Be Kind to Your Nervous System This Holiday Season

Why You Crash at 3:00 PM — and What Your Body Is Trying to Tell You

By Erin Vandermore, LCMHC-S

Creator of Mind Circuit + Brain Flossing™

The holidays are supposed to feel magical.

But if we’re being honest, they also stir up… a lot.

Family expectations.

Travel.

Money pressure.

Memories you didn’t ask for.

Kids are home from school.

Work deadlines that refuse to slow down.

And in the middle of all of that, your nervous system is whispering (or yelling):

“Hey… remember me?”

This season, I want to gently remind you of something your Guard Dog Brain already knows:

You deserve to be kind to yourself.

Not when you “earn it.”

Not on January 1st.

Not after the to-do list is done.

Right now.

With the body you have.

With the story you carry.

Let me explain why that mid-afternoon crash you keep having is not a personal failure—it’s biology.

The Yerkes–Dodson Curve (In Human Words)

Instead of throwing science at you, let’s make it simple.

Imagine a hill.

At the bottom of the hill, you feel sluggish.

Half-awake.

Not motivated.

This is low arousal.

As you climb the hill, your energy rises.

Your brain clicks in.

You feel focused, capable, even proud.

This is the sweet spot where your nervous system performs well.

Now, picture going over the top of the hill.

On the other side, things start to fall apart.

You feel scattered.

Overwhelmed.

Anxious.

Snappy.

Foggy.

Exhausted.

This is too much arousal—your Guard Dog Brain is working overtime.

And if you stay there all day?

By 3:00 PM, you crash.

Hard.

Your brain and body collapse into “I’m done” mode.

This is what the Yerkes–Dodson Law teaches us:

A little stress helps us function.

Too much stress shuts us down.

It’s not you.

It’s not laziness.

It’s your biology waving a red flag.

Why Adults Hit the 3:00 PM Wall (Especially During the Holidays)

Most adults start the day already over the curve.

You wake up thinking about:

“What do I need to get done?”

“What am I forgetting?”

“Who needs me?”

“What will today throw at me?”

Your Guard Dog Brain is already pacing before your feet hit the floor.

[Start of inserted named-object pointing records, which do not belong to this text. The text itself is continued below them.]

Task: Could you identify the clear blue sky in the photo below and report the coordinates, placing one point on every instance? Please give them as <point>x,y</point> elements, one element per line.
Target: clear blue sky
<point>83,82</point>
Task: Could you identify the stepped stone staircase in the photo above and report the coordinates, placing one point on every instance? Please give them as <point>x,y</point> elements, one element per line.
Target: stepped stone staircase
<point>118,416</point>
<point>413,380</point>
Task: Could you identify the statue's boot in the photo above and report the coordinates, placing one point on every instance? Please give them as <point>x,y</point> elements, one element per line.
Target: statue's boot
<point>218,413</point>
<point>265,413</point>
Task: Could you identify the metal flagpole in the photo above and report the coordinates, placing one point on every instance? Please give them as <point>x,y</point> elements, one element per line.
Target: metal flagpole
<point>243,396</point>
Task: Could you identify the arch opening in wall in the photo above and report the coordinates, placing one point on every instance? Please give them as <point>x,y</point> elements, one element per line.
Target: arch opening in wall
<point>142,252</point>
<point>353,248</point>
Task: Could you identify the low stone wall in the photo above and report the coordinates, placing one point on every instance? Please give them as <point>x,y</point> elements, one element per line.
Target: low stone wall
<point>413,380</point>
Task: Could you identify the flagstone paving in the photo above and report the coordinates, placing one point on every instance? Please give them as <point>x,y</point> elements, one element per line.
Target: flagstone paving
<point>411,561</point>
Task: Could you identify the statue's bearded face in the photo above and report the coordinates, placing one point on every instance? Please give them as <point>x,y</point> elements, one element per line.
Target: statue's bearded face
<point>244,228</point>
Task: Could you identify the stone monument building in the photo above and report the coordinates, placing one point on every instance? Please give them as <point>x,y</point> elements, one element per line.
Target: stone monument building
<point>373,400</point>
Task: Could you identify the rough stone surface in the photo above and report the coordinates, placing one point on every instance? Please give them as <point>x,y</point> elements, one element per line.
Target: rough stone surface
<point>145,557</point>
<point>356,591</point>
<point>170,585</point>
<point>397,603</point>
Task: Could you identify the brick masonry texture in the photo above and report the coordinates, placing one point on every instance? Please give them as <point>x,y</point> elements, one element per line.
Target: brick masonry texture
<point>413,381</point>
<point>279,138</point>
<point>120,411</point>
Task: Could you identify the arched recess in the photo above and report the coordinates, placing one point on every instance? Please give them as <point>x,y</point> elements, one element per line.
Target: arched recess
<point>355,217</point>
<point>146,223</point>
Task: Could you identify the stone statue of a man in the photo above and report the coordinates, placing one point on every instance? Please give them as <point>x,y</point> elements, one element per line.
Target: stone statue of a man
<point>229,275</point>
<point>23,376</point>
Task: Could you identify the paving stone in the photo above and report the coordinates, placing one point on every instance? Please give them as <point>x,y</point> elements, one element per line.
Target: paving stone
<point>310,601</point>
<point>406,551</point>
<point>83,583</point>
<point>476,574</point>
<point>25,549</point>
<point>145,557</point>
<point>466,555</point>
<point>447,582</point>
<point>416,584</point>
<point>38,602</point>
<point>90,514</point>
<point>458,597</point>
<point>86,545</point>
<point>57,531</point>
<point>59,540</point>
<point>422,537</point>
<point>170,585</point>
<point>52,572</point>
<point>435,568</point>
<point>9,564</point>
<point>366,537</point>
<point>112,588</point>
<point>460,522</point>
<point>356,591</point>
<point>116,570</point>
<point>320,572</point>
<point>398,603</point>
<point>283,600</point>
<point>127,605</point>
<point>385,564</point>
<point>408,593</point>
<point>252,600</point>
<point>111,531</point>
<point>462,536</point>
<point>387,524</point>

By noon, you’ve handled a hundred micro-stressors you didn’t even notice:

  • noise
  • email pings
  • kid emotions
  • holiday expectations
  • social pressure
  • memories
  • the sheer logistics of being a human

Your system is sprinting.

So yes—by 3:00 PM, your body hits a natural shutdown.

It’s a survival response.

Your nervous system is trying to keep you alive, not productive.

Why Ignoring Your Body Never Helps

Many of us were raised to push through.

Work harder.

Do more.

Don’t feel.

Don’t need.

Don’t rest.

But here’s the truth I tell my clients all the time:

Your body will whisper until it has to scream.

Ignoring your exhaustion doesn’t make it go away—it just delays the crash.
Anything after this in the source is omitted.